I have been pondering...

Does it make sense for a couch potato portfolio to utilize the RRSP?

For the fixed income portion, the answer is clearly a YES.

For the Canadian Equity portion, I'm not so sure. The reasoning is as follows:

1. Couch Potato is a buy and hold strategy (assume no selling until retirement)
2. Hence, no taxable capital gains until retirement.
3. In taxable account, capital gains' tax rate is half of withdrawal from RRSP
5. Therefore taxable account is better off than RRSP for holding Canadian Index ETF.

There are problems with the above arguments:
- RRSP is invested with pre-taxed dollars, taxable account is invested with after-tax dollars.
- tax deferred compound dividend in RRSP
- eligible dividend tax credits in taxable account
- differing tax rates during my earning years and withdrawl years
- opportunity cost of locking up funds in a RRSP
- who knows what the tax rates will be like when I withdraw in 35 years?
- what about US and other international ETFs?
- foreign dividends in RRSP vs taxable account is a whole other can of worms.

I intend to actually crunch the numbers in a spreadsheet to figure this out, once I've figured out the applicable tax rates and all.

I'd welcome input to my dilemma here.


----------



## Cal (Jun 17, 2009)

'RRSP is invested with pre-taxed dollars, taxable account is invested with after-tax dollars.'

I would say that you use after tax dollars to make boith investments.

Edit: My bad, you pay in after tax dollars, but get tax credit for investment, so it is after tax dollars....I blame my initial thinking on the heat. 


'opportunity cost of locking up funds in a RRSP'

You can still buy and sell within an RRSP if you want. Making one investment inside your RRSP doesn't mean that you have to miss out on another.

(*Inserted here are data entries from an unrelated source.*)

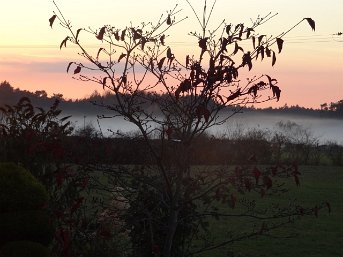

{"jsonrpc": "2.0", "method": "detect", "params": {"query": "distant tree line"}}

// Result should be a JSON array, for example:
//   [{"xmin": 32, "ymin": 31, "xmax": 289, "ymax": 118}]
[{"xmin": 1, "ymin": 81, "xmax": 342, "ymax": 118}]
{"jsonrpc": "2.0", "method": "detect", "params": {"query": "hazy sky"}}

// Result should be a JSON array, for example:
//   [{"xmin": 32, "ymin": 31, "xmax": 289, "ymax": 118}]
[{"xmin": 0, "ymin": 0, "xmax": 342, "ymax": 108}]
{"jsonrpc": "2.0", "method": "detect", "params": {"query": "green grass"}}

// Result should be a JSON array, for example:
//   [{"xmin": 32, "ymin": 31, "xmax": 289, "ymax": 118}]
[{"xmin": 202, "ymin": 166, "xmax": 343, "ymax": 257}]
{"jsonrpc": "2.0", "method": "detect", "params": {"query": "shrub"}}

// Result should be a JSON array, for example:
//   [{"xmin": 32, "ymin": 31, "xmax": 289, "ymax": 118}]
[
  {"xmin": 0, "ymin": 163, "xmax": 53, "ymax": 256},
  {"xmin": 0, "ymin": 210, "xmax": 53, "ymax": 246},
  {"xmin": 0, "ymin": 241, "xmax": 49, "ymax": 257},
  {"xmin": 0, "ymin": 163, "xmax": 48, "ymax": 213}
]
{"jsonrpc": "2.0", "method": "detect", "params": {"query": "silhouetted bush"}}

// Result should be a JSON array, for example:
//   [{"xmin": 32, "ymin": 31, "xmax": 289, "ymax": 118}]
[
  {"xmin": 0, "ymin": 241, "xmax": 49, "ymax": 257},
  {"xmin": 0, "ymin": 163, "xmax": 48, "ymax": 212},
  {"xmin": 0, "ymin": 163, "xmax": 53, "ymax": 256}
]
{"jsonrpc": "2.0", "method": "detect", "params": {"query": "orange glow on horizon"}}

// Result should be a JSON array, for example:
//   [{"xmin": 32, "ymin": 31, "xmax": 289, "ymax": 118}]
[{"xmin": 0, "ymin": 0, "xmax": 342, "ymax": 108}]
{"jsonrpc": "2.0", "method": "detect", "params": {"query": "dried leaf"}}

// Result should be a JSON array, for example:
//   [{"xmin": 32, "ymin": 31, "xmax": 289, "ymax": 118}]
[
  {"xmin": 49, "ymin": 15, "xmax": 57, "ymax": 28},
  {"xmin": 246, "ymin": 28, "xmax": 254, "ymax": 38},
  {"xmin": 166, "ymin": 48, "xmax": 172, "ymax": 59},
  {"xmin": 132, "ymin": 28, "xmax": 142, "ymax": 41},
  {"xmin": 75, "ymin": 28, "xmax": 82, "ymax": 42},
  {"xmin": 96, "ymin": 48, "xmax": 104, "ymax": 60},
  {"xmin": 60, "ymin": 36, "xmax": 69, "ymax": 50},
  {"xmin": 66, "ymin": 62, "xmax": 73, "ymax": 73},
  {"xmin": 167, "ymin": 14, "xmax": 172, "ymax": 25},
  {"xmin": 248, "ymin": 85, "xmax": 258, "ymax": 97},
  {"xmin": 265, "ymin": 47, "xmax": 271, "ymax": 57},
  {"xmin": 74, "ymin": 66, "xmax": 81, "ymax": 74},
  {"xmin": 96, "ymin": 26, "xmax": 106, "ymax": 40},
  {"xmin": 141, "ymin": 37, "xmax": 147, "ymax": 50},
  {"xmin": 198, "ymin": 37, "xmax": 208, "ymax": 51},
  {"xmin": 257, "ymin": 46, "xmax": 265, "ymax": 60},
  {"xmin": 121, "ymin": 29, "xmax": 126, "ymax": 41},
  {"xmin": 242, "ymin": 52, "xmax": 252, "ymax": 70},
  {"xmin": 272, "ymin": 52, "xmax": 276, "ymax": 66},
  {"xmin": 271, "ymin": 85, "xmax": 281, "ymax": 101},
  {"xmin": 121, "ymin": 75, "xmax": 127, "ymax": 85},
  {"xmin": 158, "ymin": 57, "xmax": 166, "ymax": 71},
  {"xmin": 304, "ymin": 18, "xmax": 315, "ymax": 31},
  {"xmin": 227, "ymin": 89, "xmax": 241, "ymax": 101},
  {"xmin": 195, "ymin": 105, "xmax": 210, "ymax": 122},
  {"xmin": 102, "ymin": 77, "xmax": 108, "ymax": 89},
  {"xmin": 118, "ymin": 53, "xmax": 126, "ymax": 63},
  {"xmin": 186, "ymin": 55, "xmax": 190, "ymax": 68},
  {"xmin": 276, "ymin": 38, "xmax": 284, "ymax": 53},
  {"xmin": 225, "ymin": 24, "xmax": 231, "ymax": 35},
  {"xmin": 114, "ymin": 31, "xmax": 120, "ymax": 41},
  {"xmin": 149, "ymin": 58, "xmax": 154, "ymax": 71},
  {"xmin": 258, "ymin": 35, "xmax": 265, "ymax": 46},
  {"xmin": 160, "ymin": 35, "xmax": 165, "ymax": 45},
  {"xmin": 251, "ymin": 36, "xmax": 256, "ymax": 49}
]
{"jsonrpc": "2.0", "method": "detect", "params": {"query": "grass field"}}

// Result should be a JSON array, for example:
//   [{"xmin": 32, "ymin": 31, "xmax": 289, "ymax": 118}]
[{"xmin": 202, "ymin": 166, "xmax": 343, "ymax": 257}]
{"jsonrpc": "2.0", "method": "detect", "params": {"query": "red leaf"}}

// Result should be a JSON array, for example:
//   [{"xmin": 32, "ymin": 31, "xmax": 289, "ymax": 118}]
[{"xmin": 49, "ymin": 15, "xmax": 57, "ymax": 28}]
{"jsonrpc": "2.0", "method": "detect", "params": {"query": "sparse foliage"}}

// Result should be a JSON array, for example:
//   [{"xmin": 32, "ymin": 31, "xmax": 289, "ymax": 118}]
[{"xmin": 50, "ymin": 1, "xmax": 326, "ymax": 257}]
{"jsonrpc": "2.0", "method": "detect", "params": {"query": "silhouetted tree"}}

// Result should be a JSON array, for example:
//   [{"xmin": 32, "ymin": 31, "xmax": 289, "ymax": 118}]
[{"xmin": 50, "ymin": 1, "xmax": 328, "ymax": 257}]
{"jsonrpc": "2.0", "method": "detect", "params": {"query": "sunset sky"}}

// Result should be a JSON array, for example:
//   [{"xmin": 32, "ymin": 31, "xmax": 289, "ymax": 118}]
[{"xmin": 0, "ymin": 0, "xmax": 342, "ymax": 108}]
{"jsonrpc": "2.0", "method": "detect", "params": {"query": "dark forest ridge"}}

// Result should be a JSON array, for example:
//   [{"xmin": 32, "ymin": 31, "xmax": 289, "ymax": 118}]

I would also add that the RRSP is a advantagous way to reduce income taxes payable.


----------



## andrewf (Mar 1, 2010)

Nope. RRSPs are pre-tax. Otherwise you'd be double taxed upon withdrawal.


----------



## slacker (Mar 8, 2010)

Yes, I think the pre-tax vs post-tax is the key advantage of RRSP in general. You get more amount of dollars invested earlier, and in theory over the long term, should be an unbeatable advantage compared to taxable.

I'll still crunch through the numbers to find out for sure though.


----------



## OhGreatGuru (May 24, 2009)

slacker said:


> Hi all,
> 
> I have been pondering...
> 
> ...


This has nothing to do with couch potato. It's a question about whether it is worthwhile holding equity in any form in an RRSP (as opposed to outside of it). There are plenty of threads on this. If you avoid equity, you considerably limit the prospects for ROI (although there are a few fixed income devotees who will argue that point.) But ask yourself; are you better able to pay the taxes on your investments while you are still paying a mortgage, raising the kids, and paying for their education? Or will you be better able to pay the taxes on your investments after the house is paid off, and the kids have move out?

Also, for most people it is not a choice between investing inside or outside their RRSP; it is a choice between investing inside their RRSP or not at all.


----------